Colin Thomas-Jensen of Enough Project, a Washington-based human rights organization stated "Basically, the rebels control the mines. They are selling them to middlemen who sell them to the next buyer and it goes up the chain. There have been instances where minerals are simply backpacked ... taken to a small airstrip and taken out of the country by a small plane and presumably sold to a small dealer across the border."

The international value of Congo's raw materials is demonstrated by a $9 billion deal between Congo's state-owned mining company and a consortium of Chinese companies to extract 10.6 million tons of copper and 626,000 tons of cobalt in return for improving infrastructure.
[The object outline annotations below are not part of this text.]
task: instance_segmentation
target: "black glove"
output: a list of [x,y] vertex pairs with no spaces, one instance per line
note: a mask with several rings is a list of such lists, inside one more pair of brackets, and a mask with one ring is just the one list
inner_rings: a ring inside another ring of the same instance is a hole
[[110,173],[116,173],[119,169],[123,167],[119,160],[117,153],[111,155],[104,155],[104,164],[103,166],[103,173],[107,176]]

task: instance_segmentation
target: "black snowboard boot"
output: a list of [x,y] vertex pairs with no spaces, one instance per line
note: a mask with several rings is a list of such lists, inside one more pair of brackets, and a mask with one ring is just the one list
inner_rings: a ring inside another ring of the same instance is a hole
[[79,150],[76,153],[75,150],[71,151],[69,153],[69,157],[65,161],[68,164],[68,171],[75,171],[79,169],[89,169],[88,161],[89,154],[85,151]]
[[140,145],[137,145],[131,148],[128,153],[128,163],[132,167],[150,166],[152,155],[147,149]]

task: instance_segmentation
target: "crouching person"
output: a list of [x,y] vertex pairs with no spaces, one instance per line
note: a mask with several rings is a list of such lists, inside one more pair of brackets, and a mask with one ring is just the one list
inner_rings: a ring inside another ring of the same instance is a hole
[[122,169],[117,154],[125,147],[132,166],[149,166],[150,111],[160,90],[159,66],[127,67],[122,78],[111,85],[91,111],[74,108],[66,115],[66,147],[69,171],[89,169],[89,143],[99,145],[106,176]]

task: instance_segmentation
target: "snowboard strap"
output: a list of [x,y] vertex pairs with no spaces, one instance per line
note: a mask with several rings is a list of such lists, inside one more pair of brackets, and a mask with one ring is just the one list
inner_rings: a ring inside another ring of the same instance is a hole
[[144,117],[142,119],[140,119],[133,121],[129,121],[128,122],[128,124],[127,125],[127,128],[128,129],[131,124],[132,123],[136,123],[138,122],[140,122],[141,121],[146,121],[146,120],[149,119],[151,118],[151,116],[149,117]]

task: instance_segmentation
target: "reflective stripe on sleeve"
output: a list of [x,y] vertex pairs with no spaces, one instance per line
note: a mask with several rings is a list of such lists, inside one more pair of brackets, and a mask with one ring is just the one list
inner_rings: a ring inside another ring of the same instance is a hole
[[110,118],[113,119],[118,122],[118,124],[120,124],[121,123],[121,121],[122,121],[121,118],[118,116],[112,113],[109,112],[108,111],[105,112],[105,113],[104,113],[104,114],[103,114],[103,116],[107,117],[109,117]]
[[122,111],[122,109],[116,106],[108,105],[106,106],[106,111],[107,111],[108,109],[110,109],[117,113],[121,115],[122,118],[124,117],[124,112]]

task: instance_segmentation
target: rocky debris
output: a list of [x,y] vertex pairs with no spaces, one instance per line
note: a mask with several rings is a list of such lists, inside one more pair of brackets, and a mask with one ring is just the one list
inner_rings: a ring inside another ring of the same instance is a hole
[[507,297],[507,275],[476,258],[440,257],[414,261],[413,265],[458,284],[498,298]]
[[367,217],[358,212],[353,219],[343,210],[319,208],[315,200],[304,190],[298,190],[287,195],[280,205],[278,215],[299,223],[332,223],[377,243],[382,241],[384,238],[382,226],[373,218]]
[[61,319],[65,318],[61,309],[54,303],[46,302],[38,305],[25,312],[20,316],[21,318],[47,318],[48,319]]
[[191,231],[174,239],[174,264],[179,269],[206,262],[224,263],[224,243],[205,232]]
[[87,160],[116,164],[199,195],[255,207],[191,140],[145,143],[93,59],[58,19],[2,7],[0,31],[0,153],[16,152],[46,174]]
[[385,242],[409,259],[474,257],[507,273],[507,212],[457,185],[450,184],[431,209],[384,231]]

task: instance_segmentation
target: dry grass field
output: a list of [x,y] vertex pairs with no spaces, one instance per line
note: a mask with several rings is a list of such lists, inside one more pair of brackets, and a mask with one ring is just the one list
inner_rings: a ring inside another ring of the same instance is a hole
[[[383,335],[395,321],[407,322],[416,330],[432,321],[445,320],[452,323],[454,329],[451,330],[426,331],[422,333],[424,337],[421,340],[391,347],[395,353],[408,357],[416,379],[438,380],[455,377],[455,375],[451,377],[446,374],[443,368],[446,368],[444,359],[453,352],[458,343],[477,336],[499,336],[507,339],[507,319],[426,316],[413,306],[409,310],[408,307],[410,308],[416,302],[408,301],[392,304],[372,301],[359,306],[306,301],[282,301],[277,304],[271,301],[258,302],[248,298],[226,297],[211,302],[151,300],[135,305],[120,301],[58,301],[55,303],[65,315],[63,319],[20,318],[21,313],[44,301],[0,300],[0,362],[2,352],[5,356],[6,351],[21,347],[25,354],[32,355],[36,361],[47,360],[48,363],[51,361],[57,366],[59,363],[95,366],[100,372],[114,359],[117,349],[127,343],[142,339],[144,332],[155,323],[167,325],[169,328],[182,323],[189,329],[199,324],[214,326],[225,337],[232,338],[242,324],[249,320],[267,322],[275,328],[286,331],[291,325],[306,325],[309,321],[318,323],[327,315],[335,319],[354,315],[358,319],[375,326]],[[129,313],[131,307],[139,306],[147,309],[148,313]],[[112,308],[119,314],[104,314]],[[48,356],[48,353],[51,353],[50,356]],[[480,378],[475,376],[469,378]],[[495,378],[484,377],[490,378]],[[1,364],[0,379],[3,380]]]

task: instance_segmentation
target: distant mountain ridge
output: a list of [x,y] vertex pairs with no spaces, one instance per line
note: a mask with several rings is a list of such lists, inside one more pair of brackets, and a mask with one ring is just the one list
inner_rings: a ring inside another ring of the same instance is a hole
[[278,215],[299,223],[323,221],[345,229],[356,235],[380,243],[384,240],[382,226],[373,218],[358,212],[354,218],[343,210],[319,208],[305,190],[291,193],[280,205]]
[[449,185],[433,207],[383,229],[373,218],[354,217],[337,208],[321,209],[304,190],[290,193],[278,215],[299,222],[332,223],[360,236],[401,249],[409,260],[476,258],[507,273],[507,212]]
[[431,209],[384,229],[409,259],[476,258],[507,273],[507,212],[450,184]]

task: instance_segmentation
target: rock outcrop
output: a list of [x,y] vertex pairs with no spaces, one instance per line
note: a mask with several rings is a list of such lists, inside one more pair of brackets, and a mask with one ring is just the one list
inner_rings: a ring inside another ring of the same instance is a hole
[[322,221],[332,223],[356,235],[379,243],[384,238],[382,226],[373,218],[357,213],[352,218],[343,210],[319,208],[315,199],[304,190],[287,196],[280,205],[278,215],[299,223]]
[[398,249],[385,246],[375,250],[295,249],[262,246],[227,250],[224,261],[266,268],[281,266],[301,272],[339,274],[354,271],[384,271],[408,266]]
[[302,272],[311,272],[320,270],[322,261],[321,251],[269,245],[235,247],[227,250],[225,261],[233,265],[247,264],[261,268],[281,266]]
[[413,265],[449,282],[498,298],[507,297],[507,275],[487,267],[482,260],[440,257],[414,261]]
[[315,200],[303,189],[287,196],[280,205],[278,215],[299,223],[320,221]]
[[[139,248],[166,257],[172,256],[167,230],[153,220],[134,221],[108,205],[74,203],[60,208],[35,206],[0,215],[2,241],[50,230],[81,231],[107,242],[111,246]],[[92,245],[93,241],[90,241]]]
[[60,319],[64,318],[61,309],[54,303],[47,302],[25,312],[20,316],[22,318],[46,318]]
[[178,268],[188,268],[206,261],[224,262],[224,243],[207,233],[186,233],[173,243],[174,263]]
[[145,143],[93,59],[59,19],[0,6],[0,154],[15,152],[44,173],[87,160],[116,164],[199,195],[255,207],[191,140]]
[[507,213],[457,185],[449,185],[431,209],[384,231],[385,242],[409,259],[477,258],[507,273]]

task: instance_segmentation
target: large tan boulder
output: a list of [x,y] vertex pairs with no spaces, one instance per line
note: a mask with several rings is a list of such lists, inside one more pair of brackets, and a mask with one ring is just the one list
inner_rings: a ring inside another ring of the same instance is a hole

During the 1998-2002 war, current President Joseph Kabila and his father Laurent, who was then president, sold off copper and diamond mining rights to Zimbabwe and Angola in exchange for their support.

Global Witness undertook research in the eastern area of Congo — in north and south Kivu which includes Goma — in July and August.The group said it uncovered substantial evidence of armed militias opposed to Nkunda working side by side with units and commanders of the Congolese national army, know by its acronym FARDC, in the exploitation and trade of minerals there. Global Witness found they were involved in trade as well as exploring and mining the ore.
"They have really consolidated their economic business .They have systems entrenched for doing business."

Workers to-day has nothing to fight for ( except the class war and for socialism ).

The interests of his masters are not his interests.They has no reason for fighting in his master’s interests against those with whom he has no personal quarrel. When we are robbed and the robbers fight over the booty, that fight is none of our business.

It is time the working class struggled for its own interests.


Frank Partisan said...

It is good that you post on such an important subject, not given much attention on the left.

Matthew Culbert said...

Glad you spotted this.I fully agree with renegade eye.